По двору кучками, торопясь, шли к манежу солдаты. Кто-то окликнул.

— Ау! Ивасенко? К батальонному пакет, что ли? Во-он туда, во флигель, только что прошел.

— Здорово, Машков, — отозвался пришедший. — Это у вас что же за сбор?

— Да вроде как на сходку… Писарь, видишь ты, проболтался: в канцелярии ротной бумага получена, чтоб, как только рабочие бунт кончат, без промедления роту на фронт… А мы ж все — эвакуированные для городской караульной службы, нам в окопы обратно не полагается… Ну, ребята, ясное дело, растревожились. Опять же — события… Ты с чем к нам?

Ивасенко, не отвечая, пошел к манежу. Ворота настежь, гудят солдатские голоса: народу — тысяча будет, не менее. Растерянный стоял в сторонке, к выходу поближе, фельдфебель. Ивасенко окликнул его насмешливо:

— Господин фельдфебель, что ж это у вас митинг не по форме? Надо председателя выбрать.

— Митинг! — огрызнулся фельдфебель. — Еще чего! Где ты митинги у солдат видал? Устав знаешь?

Ивасенко рассмеялся.

— Ты б еще на псалтырь кивнул! Какое в уставе о солдате понятие: не выпячивай брюха да не относи зада. А митинги я на фронте, в Риге, видал, в 249-м когда служил, до переводу.

— Не ври! — оборвал фельдфебель. — Будут на фронте такое терпеть.

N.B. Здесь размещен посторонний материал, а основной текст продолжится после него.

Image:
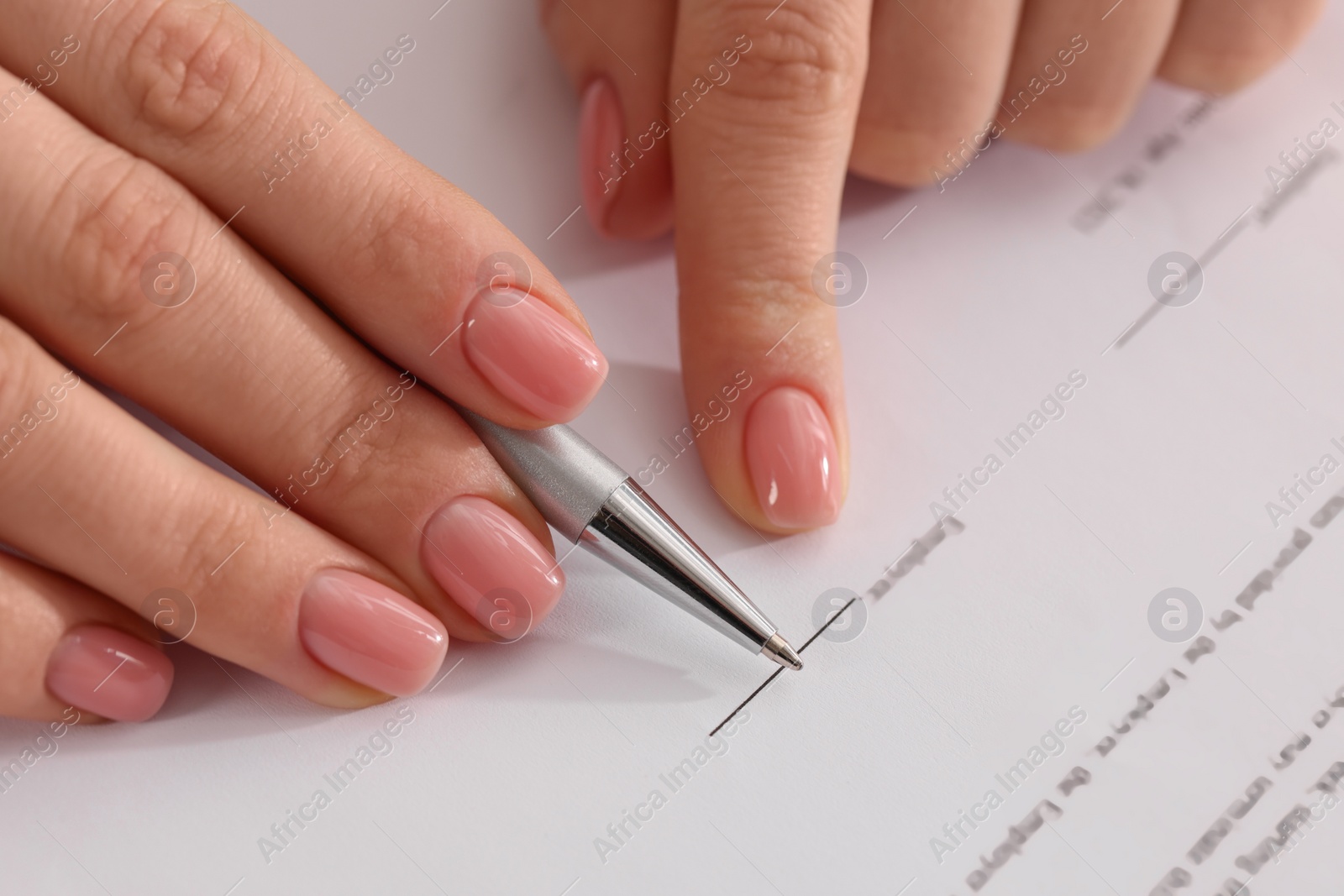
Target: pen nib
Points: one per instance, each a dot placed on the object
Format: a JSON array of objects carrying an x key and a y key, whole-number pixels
[{"x": 780, "y": 651}]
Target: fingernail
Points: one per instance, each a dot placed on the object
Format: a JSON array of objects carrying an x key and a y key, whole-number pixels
[
  {"x": 793, "y": 459},
  {"x": 370, "y": 633},
  {"x": 601, "y": 134},
  {"x": 492, "y": 566},
  {"x": 533, "y": 355},
  {"x": 109, "y": 672}
]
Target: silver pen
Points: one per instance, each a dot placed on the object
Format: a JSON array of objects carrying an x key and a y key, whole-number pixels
[{"x": 591, "y": 501}]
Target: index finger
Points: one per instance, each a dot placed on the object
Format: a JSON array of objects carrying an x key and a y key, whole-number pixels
[
  {"x": 401, "y": 255},
  {"x": 764, "y": 98}
]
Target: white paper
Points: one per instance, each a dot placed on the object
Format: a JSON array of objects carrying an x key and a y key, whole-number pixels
[{"x": 519, "y": 765}]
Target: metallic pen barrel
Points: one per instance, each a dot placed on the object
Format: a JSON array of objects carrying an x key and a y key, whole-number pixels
[{"x": 593, "y": 503}]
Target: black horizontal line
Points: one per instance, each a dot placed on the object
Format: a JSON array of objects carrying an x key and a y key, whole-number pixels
[{"x": 774, "y": 674}]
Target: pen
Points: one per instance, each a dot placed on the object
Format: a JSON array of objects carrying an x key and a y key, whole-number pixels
[{"x": 595, "y": 503}]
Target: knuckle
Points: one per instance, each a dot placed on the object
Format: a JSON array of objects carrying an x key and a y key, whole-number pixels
[
  {"x": 24, "y": 401},
  {"x": 400, "y": 238},
  {"x": 914, "y": 152},
  {"x": 192, "y": 69},
  {"x": 139, "y": 212},
  {"x": 800, "y": 56},
  {"x": 1222, "y": 69},
  {"x": 203, "y": 540}
]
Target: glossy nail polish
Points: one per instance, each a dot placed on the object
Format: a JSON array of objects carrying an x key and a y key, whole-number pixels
[
  {"x": 793, "y": 459},
  {"x": 109, "y": 672},
  {"x": 370, "y": 633},
  {"x": 533, "y": 354},
  {"x": 492, "y": 566},
  {"x": 601, "y": 136}
]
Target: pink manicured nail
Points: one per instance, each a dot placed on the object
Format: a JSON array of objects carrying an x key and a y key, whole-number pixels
[
  {"x": 370, "y": 633},
  {"x": 533, "y": 354},
  {"x": 601, "y": 134},
  {"x": 793, "y": 459},
  {"x": 109, "y": 672},
  {"x": 492, "y": 566}
]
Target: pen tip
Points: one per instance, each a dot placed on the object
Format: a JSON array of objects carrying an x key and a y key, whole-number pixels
[{"x": 781, "y": 652}]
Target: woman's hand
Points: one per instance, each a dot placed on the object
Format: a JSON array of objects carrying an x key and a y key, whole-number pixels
[
  {"x": 178, "y": 194},
  {"x": 737, "y": 120}
]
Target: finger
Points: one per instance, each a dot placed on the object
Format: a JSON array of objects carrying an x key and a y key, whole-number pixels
[
  {"x": 71, "y": 656},
  {"x": 934, "y": 78},
  {"x": 250, "y": 369},
  {"x": 1079, "y": 66},
  {"x": 617, "y": 55},
  {"x": 407, "y": 259},
  {"x": 289, "y": 602},
  {"x": 759, "y": 167},
  {"x": 1220, "y": 47}
]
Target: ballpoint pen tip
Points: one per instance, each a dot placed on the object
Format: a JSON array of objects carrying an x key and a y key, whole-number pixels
[{"x": 781, "y": 652}]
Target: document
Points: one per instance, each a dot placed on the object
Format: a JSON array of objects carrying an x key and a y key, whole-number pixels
[{"x": 1077, "y": 631}]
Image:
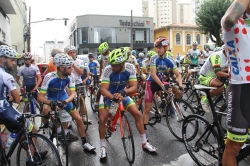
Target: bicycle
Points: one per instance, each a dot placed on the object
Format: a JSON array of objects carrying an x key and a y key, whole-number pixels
[
  {"x": 175, "y": 111},
  {"x": 45, "y": 153},
  {"x": 77, "y": 102},
  {"x": 203, "y": 140},
  {"x": 49, "y": 129},
  {"x": 125, "y": 132}
]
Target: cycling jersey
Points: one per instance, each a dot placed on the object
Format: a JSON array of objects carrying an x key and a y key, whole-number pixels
[
  {"x": 79, "y": 63},
  {"x": 54, "y": 86},
  {"x": 132, "y": 60},
  {"x": 118, "y": 81},
  {"x": 194, "y": 55},
  {"x": 216, "y": 62},
  {"x": 161, "y": 64},
  {"x": 237, "y": 45},
  {"x": 28, "y": 74},
  {"x": 93, "y": 67},
  {"x": 139, "y": 61}
]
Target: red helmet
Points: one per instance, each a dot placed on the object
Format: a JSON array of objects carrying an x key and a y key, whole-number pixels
[{"x": 161, "y": 41}]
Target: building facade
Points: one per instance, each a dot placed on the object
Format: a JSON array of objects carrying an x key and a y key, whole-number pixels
[
  {"x": 181, "y": 37},
  {"x": 87, "y": 32},
  {"x": 164, "y": 12},
  {"x": 47, "y": 48}
]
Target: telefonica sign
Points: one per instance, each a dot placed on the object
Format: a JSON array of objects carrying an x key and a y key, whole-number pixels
[{"x": 135, "y": 24}]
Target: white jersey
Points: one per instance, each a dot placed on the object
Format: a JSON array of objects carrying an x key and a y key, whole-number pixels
[
  {"x": 216, "y": 61},
  {"x": 7, "y": 84},
  {"x": 28, "y": 74},
  {"x": 79, "y": 63},
  {"x": 237, "y": 45}
]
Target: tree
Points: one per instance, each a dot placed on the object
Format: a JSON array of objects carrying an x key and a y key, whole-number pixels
[{"x": 209, "y": 18}]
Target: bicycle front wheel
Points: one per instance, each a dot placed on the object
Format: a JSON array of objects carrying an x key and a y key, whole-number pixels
[
  {"x": 205, "y": 146},
  {"x": 41, "y": 144},
  {"x": 175, "y": 116},
  {"x": 127, "y": 139}
]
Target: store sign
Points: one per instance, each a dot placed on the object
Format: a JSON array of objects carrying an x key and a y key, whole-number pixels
[
  {"x": 4, "y": 30},
  {"x": 135, "y": 24}
]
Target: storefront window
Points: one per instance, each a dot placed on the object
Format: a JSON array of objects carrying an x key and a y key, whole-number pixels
[
  {"x": 102, "y": 34},
  {"x": 83, "y": 35}
]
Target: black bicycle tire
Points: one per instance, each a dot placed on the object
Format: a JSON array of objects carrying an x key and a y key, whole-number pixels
[
  {"x": 212, "y": 131},
  {"x": 63, "y": 140},
  {"x": 51, "y": 145},
  {"x": 168, "y": 117},
  {"x": 131, "y": 161}
]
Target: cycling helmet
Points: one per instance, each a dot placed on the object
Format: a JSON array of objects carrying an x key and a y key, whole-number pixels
[
  {"x": 195, "y": 43},
  {"x": 61, "y": 59},
  {"x": 27, "y": 55},
  {"x": 103, "y": 47},
  {"x": 151, "y": 53},
  {"x": 161, "y": 41},
  {"x": 70, "y": 48},
  {"x": 118, "y": 56},
  {"x": 133, "y": 52},
  {"x": 141, "y": 54},
  {"x": 8, "y": 52},
  {"x": 91, "y": 55}
]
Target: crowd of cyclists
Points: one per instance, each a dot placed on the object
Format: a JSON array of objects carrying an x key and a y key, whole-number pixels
[{"x": 119, "y": 70}]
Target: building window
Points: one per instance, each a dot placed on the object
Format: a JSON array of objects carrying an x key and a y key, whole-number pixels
[
  {"x": 198, "y": 39},
  {"x": 188, "y": 39},
  {"x": 177, "y": 39}
]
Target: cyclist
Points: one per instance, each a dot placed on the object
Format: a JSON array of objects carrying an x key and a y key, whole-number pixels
[
  {"x": 159, "y": 65},
  {"x": 9, "y": 94},
  {"x": 140, "y": 59},
  {"x": 31, "y": 75},
  {"x": 53, "y": 90},
  {"x": 194, "y": 58},
  {"x": 215, "y": 67},
  {"x": 115, "y": 78},
  {"x": 51, "y": 67},
  {"x": 77, "y": 73},
  {"x": 235, "y": 31}
]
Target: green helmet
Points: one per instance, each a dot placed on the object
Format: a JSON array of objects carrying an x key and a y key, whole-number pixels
[
  {"x": 118, "y": 56},
  {"x": 103, "y": 47},
  {"x": 151, "y": 53}
]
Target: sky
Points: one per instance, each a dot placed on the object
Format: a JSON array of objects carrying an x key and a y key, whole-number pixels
[{"x": 59, "y": 9}]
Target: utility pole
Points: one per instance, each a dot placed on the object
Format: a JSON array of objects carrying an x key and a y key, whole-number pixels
[
  {"x": 131, "y": 30},
  {"x": 29, "y": 32}
]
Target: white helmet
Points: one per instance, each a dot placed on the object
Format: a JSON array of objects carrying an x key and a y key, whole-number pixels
[
  {"x": 8, "y": 52},
  {"x": 195, "y": 43},
  {"x": 70, "y": 48},
  {"x": 141, "y": 54},
  {"x": 27, "y": 55},
  {"x": 61, "y": 59}
]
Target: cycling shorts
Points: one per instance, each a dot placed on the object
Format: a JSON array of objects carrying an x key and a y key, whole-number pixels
[
  {"x": 205, "y": 80},
  {"x": 8, "y": 118},
  {"x": 151, "y": 88},
  {"x": 106, "y": 104},
  {"x": 238, "y": 115}
]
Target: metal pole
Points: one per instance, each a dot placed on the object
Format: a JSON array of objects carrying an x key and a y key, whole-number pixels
[
  {"x": 29, "y": 32},
  {"x": 131, "y": 30}
]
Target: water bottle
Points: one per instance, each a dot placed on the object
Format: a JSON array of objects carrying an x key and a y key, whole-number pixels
[
  {"x": 113, "y": 107},
  {"x": 204, "y": 102},
  {"x": 4, "y": 140},
  {"x": 11, "y": 139}
]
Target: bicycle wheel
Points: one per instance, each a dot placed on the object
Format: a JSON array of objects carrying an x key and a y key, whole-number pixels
[
  {"x": 93, "y": 98},
  {"x": 154, "y": 115},
  {"x": 127, "y": 139},
  {"x": 84, "y": 114},
  {"x": 205, "y": 146},
  {"x": 175, "y": 117},
  {"x": 40, "y": 144},
  {"x": 59, "y": 140}
]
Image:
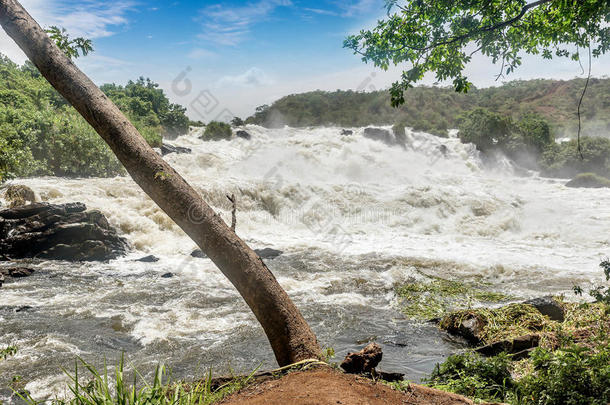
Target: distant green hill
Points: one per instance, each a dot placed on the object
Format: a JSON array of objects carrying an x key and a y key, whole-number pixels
[{"x": 436, "y": 109}]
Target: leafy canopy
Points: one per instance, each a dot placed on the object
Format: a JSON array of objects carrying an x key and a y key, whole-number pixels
[
  {"x": 73, "y": 48},
  {"x": 442, "y": 36}
]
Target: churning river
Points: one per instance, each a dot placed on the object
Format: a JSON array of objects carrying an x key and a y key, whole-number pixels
[{"x": 354, "y": 218}]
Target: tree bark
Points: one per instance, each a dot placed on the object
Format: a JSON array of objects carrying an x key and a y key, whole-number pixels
[{"x": 290, "y": 336}]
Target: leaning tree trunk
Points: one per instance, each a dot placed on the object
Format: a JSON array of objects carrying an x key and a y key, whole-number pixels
[{"x": 290, "y": 336}]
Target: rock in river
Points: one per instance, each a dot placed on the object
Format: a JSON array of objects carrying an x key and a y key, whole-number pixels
[
  {"x": 166, "y": 149},
  {"x": 62, "y": 232},
  {"x": 268, "y": 253}
]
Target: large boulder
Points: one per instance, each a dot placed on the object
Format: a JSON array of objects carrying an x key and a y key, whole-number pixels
[
  {"x": 62, "y": 232},
  {"x": 268, "y": 253},
  {"x": 14, "y": 272},
  {"x": 363, "y": 361},
  {"x": 588, "y": 180},
  {"x": 381, "y": 135},
  {"x": 243, "y": 134},
  {"x": 548, "y": 306},
  {"x": 166, "y": 149},
  {"x": 17, "y": 195}
]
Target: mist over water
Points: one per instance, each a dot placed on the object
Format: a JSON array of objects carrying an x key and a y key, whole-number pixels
[{"x": 354, "y": 216}]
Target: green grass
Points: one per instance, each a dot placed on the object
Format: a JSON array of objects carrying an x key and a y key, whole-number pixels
[
  {"x": 424, "y": 300},
  {"x": 96, "y": 388}
]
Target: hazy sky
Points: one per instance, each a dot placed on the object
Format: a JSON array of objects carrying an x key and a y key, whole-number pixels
[{"x": 225, "y": 58}]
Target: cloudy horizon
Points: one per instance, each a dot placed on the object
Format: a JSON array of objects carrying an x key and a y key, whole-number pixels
[{"x": 224, "y": 59}]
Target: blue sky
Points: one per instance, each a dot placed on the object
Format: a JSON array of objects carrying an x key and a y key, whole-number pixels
[{"x": 223, "y": 58}]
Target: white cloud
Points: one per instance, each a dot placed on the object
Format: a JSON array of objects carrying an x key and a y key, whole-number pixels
[
  {"x": 253, "y": 77},
  {"x": 91, "y": 19},
  {"x": 199, "y": 53},
  {"x": 320, "y": 11},
  {"x": 360, "y": 7},
  {"x": 227, "y": 25}
]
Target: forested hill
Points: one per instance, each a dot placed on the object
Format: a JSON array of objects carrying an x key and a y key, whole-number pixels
[{"x": 435, "y": 109}]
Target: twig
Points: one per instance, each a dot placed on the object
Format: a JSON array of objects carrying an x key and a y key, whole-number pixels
[{"x": 233, "y": 211}]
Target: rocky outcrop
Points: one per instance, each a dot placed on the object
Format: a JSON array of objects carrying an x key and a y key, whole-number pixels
[
  {"x": 14, "y": 272},
  {"x": 166, "y": 149},
  {"x": 198, "y": 253},
  {"x": 243, "y": 134},
  {"x": 148, "y": 259},
  {"x": 381, "y": 135},
  {"x": 363, "y": 361},
  {"x": 549, "y": 307},
  {"x": 17, "y": 195},
  {"x": 588, "y": 180},
  {"x": 62, "y": 232},
  {"x": 268, "y": 253}
]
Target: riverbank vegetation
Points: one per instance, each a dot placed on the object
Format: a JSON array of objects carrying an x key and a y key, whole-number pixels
[
  {"x": 569, "y": 366},
  {"x": 41, "y": 134},
  {"x": 436, "y": 109}
]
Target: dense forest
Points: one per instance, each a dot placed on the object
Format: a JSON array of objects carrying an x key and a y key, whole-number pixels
[
  {"x": 435, "y": 109},
  {"x": 41, "y": 134}
]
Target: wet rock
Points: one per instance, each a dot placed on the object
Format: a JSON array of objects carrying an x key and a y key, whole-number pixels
[
  {"x": 23, "y": 308},
  {"x": 148, "y": 259},
  {"x": 363, "y": 361},
  {"x": 18, "y": 195},
  {"x": 588, "y": 180},
  {"x": 389, "y": 377},
  {"x": 518, "y": 345},
  {"x": 469, "y": 328},
  {"x": 166, "y": 149},
  {"x": 549, "y": 307},
  {"x": 16, "y": 272},
  {"x": 61, "y": 232},
  {"x": 243, "y": 134},
  {"x": 198, "y": 253},
  {"x": 268, "y": 253},
  {"x": 380, "y": 134}
]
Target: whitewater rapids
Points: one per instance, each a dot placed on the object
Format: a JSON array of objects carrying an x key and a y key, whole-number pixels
[{"x": 354, "y": 216}]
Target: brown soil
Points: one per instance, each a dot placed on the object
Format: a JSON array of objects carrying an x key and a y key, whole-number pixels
[{"x": 324, "y": 386}]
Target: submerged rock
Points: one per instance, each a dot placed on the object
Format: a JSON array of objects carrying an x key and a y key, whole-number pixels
[
  {"x": 268, "y": 253},
  {"x": 380, "y": 134},
  {"x": 166, "y": 149},
  {"x": 14, "y": 272},
  {"x": 18, "y": 195},
  {"x": 521, "y": 345},
  {"x": 549, "y": 307},
  {"x": 243, "y": 134},
  {"x": 588, "y": 180},
  {"x": 363, "y": 361},
  {"x": 148, "y": 259},
  {"x": 62, "y": 232},
  {"x": 198, "y": 253}
]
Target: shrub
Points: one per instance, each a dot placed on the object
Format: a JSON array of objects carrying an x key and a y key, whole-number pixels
[
  {"x": 216, "y": 131},
  {"x": 485, "y": 129},
  {"x": 569, "y": 376},
  {"x": 564, "y": 160},
  {"x": 475, "y": 376}
]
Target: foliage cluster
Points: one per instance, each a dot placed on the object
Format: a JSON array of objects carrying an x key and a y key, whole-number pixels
[
  {"x": 216, "y": 131},
  {"x": 100, "y": 388},
  {"x": 41, "y": 134},
  {"x": 425, "y": 300},
  {"x": 571, "y": 366},
  {"x": 442, "y": 36}
]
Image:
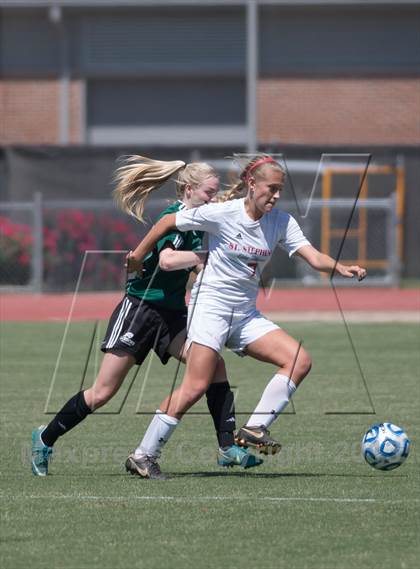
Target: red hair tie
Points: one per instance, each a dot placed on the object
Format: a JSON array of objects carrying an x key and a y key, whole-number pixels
[{"x": 250, "y": 167}]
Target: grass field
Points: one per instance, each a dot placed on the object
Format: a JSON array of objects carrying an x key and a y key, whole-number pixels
[{"x": 316, "y": 505}]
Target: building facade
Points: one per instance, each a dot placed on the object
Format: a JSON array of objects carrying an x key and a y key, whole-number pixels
[{"x": 237, "y": 74}]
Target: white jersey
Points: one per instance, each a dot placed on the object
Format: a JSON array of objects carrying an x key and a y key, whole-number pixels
[{"x": 239, "y": 248}]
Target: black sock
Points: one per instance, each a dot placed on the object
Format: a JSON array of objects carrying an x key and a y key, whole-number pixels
[
  {"x": 220, "y": 404},
  {"x": 73, "y": 412}
]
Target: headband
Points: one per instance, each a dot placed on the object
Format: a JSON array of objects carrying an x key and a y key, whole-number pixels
[{"x": 263, "y": 160}]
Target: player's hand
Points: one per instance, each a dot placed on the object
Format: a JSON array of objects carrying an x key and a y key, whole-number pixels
[
  {"x": 133, "y": 265},
  {"x": 351, "y": 271}
]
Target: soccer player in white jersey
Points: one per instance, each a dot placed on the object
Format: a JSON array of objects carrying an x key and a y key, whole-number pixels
[{"x": 242, "y": 236}]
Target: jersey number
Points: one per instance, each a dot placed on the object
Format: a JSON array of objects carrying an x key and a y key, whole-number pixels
[{"x": 253, "y": 267}]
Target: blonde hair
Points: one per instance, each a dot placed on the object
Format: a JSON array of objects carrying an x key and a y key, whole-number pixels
[
  {"x": 240, "y": 186},
  {"x": 140, "y": 176}
]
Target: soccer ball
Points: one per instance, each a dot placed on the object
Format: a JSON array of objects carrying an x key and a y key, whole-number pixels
[{"x": 385, "y": 446}]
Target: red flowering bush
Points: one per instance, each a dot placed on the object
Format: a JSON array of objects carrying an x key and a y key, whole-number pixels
[
  {"x": 15, "y": 252},
  {"x": 66, "y": 236}
]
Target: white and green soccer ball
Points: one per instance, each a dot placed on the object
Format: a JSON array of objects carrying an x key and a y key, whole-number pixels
[{"x": 385, "y": 446}]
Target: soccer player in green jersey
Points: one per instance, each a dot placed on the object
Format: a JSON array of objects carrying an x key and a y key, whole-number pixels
[{"x": 152, "y": 316}]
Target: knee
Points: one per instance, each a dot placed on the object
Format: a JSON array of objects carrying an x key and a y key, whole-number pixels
[
  {"x": 97, "y": 397},
  {"x": 196, "y": 391},
  {"x": 303, "y": 364}
]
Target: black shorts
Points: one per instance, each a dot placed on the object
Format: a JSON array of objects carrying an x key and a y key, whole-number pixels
[{"x": 136, "y": 327}]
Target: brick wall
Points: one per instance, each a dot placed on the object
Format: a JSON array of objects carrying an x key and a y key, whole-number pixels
[
  {"x": 339, "y": 111},
  {"x": 30, "y": 111}
]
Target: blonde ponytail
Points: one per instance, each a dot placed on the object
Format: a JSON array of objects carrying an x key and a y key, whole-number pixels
[
  {"x": 241, "y": 186},
  {"x": 138, "y": 178}
]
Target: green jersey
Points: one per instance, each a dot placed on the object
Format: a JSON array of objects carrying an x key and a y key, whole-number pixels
[{"x": 166, "y": 289}]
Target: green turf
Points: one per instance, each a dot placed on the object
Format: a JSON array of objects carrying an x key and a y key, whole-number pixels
[{"x": 317, "y": 505}]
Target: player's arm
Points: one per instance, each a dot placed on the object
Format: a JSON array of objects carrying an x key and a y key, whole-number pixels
[
  {"x": 324, "y": 263},
  {"x": 172, "y": 260}
]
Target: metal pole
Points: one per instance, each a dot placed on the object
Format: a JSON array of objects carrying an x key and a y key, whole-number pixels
[
  {"x": 251, "y": 74},
  {"x": 392, "y": 245},
  {"x": 38, "y": 244}
]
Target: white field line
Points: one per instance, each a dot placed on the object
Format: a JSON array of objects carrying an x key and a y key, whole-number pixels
[{"x": 205, "y": 499}]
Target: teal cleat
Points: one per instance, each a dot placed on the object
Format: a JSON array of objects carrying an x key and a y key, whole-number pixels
[
  {"x": 40, "y": 453},
  {"x": 237, "y": 456}
]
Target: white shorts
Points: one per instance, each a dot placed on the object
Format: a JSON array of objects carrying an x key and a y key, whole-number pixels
[{"x": 216, "y": 328}]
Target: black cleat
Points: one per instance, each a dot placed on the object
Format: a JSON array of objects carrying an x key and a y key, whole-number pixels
[
  {"x": 258, "y": 437},
  {"x": 145, "y": 467}
]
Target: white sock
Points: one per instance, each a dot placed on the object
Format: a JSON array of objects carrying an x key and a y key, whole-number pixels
[
  {"x": 273, "y": 401},
  {"x": 158, "y": 433}
]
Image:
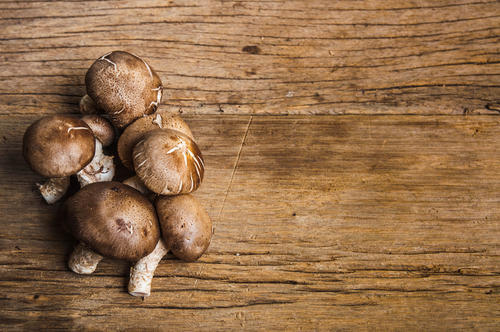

— На фронте? — Ивасенко нарочно повысил голос, и тотчас на слово «фронт» потянулись к нему ближайшие солдатские кучки. — Там, безусловно, снарядами кроют и жрать нечего, но в смысле солдатского обращения с здешним не сравнить, как свободно. Начальство там в струне ходит. Знает: ежели что, в первом же бою — пуля в спину.

Солдаты кругом захохотали. Фельдфебель возмущенно подтянул портупею шашки.

— Непотребно выражаешься… За такие слова, знаешь, чего будет.

— А ну, чего? — вызывающе сказал Ивасенко. — Расскажи, я послушаю.

— Буду я с тобой волыниться! — фельдфебель повел плечами с особым достоинством и медленно повернулся к выходу. В воротах он обернулся и добавил многозначительно: — С тобой другие поговорят.

Солдаты вкруг Ивасенко примолкли. Они хмуро смотрели вслед фельдфебелю.

— Донесет, — вполголоса сказал кто-то. — Действительно: очень уж вольно ты говоришь.

— Заговоришь! — отрывисто сказал Ивасенко. — Это что же за жизнь… Мало того, что морду бьют, еще и в народ стрелять заставляют… Утром нынче за Знаменской чего волынцы наделали. Убитых, говорят, подводами возили.

Кругом недалеко стало тихо.

— Ну, то волынцы, — потупясь, казал один из ближних. — Наши павловцы стрелять не станут.

Ивасенко будто только этого и ждал. Он крикнул на весь манеж:

— Не станут? Стреляют уже… наши! У Гостинного двора семнадцать человек положили, раненые не в счет. При мне генерал приезжал, особую благодарность говорил, царским именем.

— Наши стреляют?!

Манеж всколыхнулся. Ивасенко подсадили на ящик. Со двора бежали еще и еще солдаты — дошел, наверно, и туда вскрик.

— Говори, Ивасенко!

Ивасенко начал. В руках и в голосе дрожь, и от того, что так дрожью дрожал, зыбясь над тысячною толпой, рослый, черноусый, бравый солдат, жутью стали наливаться глаза.